Ruby Bridges

“It is us adults, we have kept racism alive, and we pass it on to the next generation,” Ruby Bridges told the Memorial Church audience.

Niles Singer/Harvard Staff Photographer

Arts & Culture

An honor named for her best friend and mentor

5 min read

Ruby Bridges receives Robert Coles Call of Service award for work educating others about tolerance

When Ruby Bridges was 6 years old, she came to view Robert Coles as her “own best friend.”

It was 1960, and Bridges was the first African American child to integrate the formerly whites-only William Frantz Elementary School in New Orleans. Her school year was marked by upheaval as she was met by an angry, racist mob. Federal marshals escorted her into the classroom where she was the only student after parents withdrew their white children in protest. Bridges found some solace when Coles, a child psychiatrist who would later become a Harvard professor, would visit her family’s house and they would sit together at the kitchen table drawing pictures.

“Dr. Coles reached across the aisle to come work with me, being 6 years old and going through that and not really being able to talk about it,” Bridges told a packed crowd at Harvard Memorial Church last week, where she was honored with the Phillips Brooks House Association Call of Service award that bears Coles’ name. “The conversations we had together definitely had to have had some impact on me.”

Bridges, now 69, is an activist, author, and the founder of The Ruby Bridges Foundation, which promotes tolerance through education. The award is named in honor of Coles, now a Harvard professor emeritus, Civil Rights activist, and Pulitzer Prize-winning author of the series “Children of Crisis.”

“This fight that we’re in is much, much bigger than the color of our skin, and that’s why all of us are suffering today.”

Ruby Bridges

In a conversation with Brandon Terry, the John L. Loeb Associate Professor of the Social Sciences, and Hiren Lami ’24, and Elizabeth Ogolo ’24, president and vice president of PBHA, Bridges spoke about feeling a “calling” to public service and educating others about tolerance, a call that she believes comes from the child who faced down that mob.

“Every one of our babies comes into the world with a clean heart and a fresh start in life. It is us adults, we have kept racism alive, and we pass it on to the next generation,” Bridges said. “That 6-year-old [in me] kept saying, ‘Talk to the 6-year-olds.’ So that’s what I started to do.”

Bridges framed the fight for equal rights as a fight between good and evil.

“We’re still picking and choosing, and not judging each other by the content of our character. If we don’t stop that, we are going to lose this fight,” Bridges said. “This fight that we’re in is much, much bigger than the color of our skin, and that’s why all of us are suffering today.”

In recent years, Bridges’ children’s books — including “This Is Your Time” and “Ruby Bridges Goes to School” — have been named in book bans and challenges in U.S. schools, something Bridges believes is because they are so widely used to educate students about Civil Rights.
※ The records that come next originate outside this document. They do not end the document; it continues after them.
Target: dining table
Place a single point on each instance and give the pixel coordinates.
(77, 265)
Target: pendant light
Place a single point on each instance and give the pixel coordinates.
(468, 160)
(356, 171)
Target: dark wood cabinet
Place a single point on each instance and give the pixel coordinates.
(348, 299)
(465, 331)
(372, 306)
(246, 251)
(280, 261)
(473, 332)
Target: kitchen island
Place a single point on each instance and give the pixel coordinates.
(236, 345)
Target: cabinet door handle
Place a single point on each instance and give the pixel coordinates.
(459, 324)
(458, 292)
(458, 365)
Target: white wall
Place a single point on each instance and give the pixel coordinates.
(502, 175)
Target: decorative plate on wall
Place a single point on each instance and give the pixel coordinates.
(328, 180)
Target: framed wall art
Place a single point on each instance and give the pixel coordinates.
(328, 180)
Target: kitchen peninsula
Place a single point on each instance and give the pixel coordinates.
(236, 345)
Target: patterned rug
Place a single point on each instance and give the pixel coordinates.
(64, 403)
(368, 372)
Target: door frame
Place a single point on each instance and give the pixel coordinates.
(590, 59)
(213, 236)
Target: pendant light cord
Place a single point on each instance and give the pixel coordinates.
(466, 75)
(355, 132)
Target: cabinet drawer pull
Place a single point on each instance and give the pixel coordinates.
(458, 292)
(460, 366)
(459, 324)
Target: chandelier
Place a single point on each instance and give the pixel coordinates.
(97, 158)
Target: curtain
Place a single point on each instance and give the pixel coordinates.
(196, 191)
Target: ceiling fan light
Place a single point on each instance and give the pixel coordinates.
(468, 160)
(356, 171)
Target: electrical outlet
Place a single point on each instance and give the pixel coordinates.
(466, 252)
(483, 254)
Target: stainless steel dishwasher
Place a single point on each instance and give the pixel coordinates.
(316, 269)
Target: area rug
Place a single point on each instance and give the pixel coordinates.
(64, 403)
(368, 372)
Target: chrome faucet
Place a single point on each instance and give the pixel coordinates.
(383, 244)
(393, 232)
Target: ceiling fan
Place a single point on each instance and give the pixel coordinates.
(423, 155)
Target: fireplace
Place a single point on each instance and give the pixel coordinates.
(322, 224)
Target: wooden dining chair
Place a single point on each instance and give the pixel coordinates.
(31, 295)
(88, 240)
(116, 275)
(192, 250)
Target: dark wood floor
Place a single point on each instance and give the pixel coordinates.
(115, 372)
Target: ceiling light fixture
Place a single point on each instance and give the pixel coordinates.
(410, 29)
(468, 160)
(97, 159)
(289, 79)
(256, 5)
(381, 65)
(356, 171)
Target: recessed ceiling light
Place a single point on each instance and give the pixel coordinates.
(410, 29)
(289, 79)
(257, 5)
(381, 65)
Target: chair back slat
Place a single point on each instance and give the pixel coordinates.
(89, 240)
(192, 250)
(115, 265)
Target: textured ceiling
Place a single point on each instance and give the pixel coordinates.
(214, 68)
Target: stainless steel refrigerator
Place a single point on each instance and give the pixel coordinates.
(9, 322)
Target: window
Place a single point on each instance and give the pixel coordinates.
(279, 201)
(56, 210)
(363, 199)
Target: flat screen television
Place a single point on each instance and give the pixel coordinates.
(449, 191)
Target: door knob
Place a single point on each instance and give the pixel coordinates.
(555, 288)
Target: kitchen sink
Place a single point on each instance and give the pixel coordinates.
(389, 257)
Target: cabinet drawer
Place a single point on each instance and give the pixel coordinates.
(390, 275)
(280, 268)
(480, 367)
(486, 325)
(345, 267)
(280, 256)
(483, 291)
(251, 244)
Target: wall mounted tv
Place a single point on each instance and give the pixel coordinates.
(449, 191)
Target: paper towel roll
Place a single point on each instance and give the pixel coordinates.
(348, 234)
“I was told that my books are being banned because my books make young people feel bad about who they are,” she said. “I know that’s not true, there’s too many young people all across this country who so connected with my story.”

Bridges spoke about the importance of representation in books, recalling that when she returned to school the year after her infamous 1960 walk, she was excited to begin studying history, hoping to get some context about what happened to her. It never came.
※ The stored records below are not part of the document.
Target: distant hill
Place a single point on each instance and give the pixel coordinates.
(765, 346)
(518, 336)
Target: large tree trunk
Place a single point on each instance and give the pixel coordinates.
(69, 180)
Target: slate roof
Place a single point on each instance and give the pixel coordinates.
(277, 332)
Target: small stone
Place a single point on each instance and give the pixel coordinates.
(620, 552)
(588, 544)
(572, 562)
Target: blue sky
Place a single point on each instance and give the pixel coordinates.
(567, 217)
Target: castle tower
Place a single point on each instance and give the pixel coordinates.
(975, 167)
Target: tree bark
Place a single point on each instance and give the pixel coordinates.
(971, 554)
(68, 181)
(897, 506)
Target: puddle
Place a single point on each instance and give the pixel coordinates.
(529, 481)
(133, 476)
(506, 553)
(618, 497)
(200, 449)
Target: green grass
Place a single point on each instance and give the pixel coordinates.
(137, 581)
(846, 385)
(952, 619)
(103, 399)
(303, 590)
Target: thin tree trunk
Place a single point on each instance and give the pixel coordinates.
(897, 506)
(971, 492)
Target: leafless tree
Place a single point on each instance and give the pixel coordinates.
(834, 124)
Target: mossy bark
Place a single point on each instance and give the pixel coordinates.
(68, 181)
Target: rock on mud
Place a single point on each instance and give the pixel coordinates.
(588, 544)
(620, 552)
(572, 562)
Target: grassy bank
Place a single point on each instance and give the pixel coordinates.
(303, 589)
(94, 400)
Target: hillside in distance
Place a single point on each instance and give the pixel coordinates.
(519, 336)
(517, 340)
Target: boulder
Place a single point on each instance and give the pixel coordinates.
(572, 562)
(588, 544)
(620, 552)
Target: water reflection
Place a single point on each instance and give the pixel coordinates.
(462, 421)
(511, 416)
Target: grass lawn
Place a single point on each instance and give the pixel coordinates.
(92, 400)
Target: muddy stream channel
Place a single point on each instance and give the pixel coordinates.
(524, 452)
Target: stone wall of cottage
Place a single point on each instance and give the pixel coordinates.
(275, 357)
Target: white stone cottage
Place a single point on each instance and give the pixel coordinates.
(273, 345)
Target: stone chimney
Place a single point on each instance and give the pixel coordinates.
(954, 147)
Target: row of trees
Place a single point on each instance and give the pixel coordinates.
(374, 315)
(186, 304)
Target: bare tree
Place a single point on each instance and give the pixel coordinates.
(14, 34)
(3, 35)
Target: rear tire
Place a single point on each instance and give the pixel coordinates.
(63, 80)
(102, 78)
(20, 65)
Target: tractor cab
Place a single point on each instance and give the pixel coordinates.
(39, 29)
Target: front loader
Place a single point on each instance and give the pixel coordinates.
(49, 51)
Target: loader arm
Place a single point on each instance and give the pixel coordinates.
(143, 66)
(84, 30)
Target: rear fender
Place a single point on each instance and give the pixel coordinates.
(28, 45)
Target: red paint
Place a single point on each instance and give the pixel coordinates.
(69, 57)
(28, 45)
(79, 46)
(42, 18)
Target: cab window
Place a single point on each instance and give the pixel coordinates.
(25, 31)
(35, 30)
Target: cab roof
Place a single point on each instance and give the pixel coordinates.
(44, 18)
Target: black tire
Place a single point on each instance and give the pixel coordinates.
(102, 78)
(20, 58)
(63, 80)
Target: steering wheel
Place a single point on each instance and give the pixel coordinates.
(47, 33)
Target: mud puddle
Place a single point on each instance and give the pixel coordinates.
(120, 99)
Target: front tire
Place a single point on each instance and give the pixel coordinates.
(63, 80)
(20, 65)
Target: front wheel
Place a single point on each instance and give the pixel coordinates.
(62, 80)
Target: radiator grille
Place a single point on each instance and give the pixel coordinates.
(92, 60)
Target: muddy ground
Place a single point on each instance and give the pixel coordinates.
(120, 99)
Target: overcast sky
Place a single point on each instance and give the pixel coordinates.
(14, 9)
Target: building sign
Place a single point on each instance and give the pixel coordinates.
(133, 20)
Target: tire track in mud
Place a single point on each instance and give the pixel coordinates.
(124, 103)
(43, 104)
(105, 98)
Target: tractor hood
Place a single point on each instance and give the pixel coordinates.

“The textbooks that I was using said nothing about my own history. I didn’t see anyone in those books that looked like me. How was I to learn about me?” Bridges said. “If we’re going to have a conversation about banning books, let’s have that conversation. It is high time that we change the books that we are forcing our young people to study and to learn from, so that all of us Americans are represented.”

During her visit to Cambridge, Bridges met with a group of elementary-school-age children from the Phillips Brooks House Association’s Afterschool and Mentoring programs. The children asked her many questions, including whether she was scared during that now-famous walk into school. Bridges replied that she wasn’t, that she was too young to understand what was happening — she assumed the yelling crowd was a Mardi Gras celebration. It wasn’t until later in the year, after some interactions with her classmates, that she began to piece together the situation.

Another child asked about Bridges’ hopes for the future.

“That we will get to that better place where grown-ups are not fighting amongst themselves,” Bridges said.

At Memorial Church, Bridges said the advice she would offer children is to enjoy being young and not worry too much, because the world is going to get better.

“Continue to dream, always be hopeful, and always know that you have nothing to worry about,” Bridges said. “That 6-year-old did a lot of worrying. If I could speak to that 6-year-old again, I would say, ‘Ruby, it’s OK. Things are going to be OK.’ And that’s what I want other people to know.”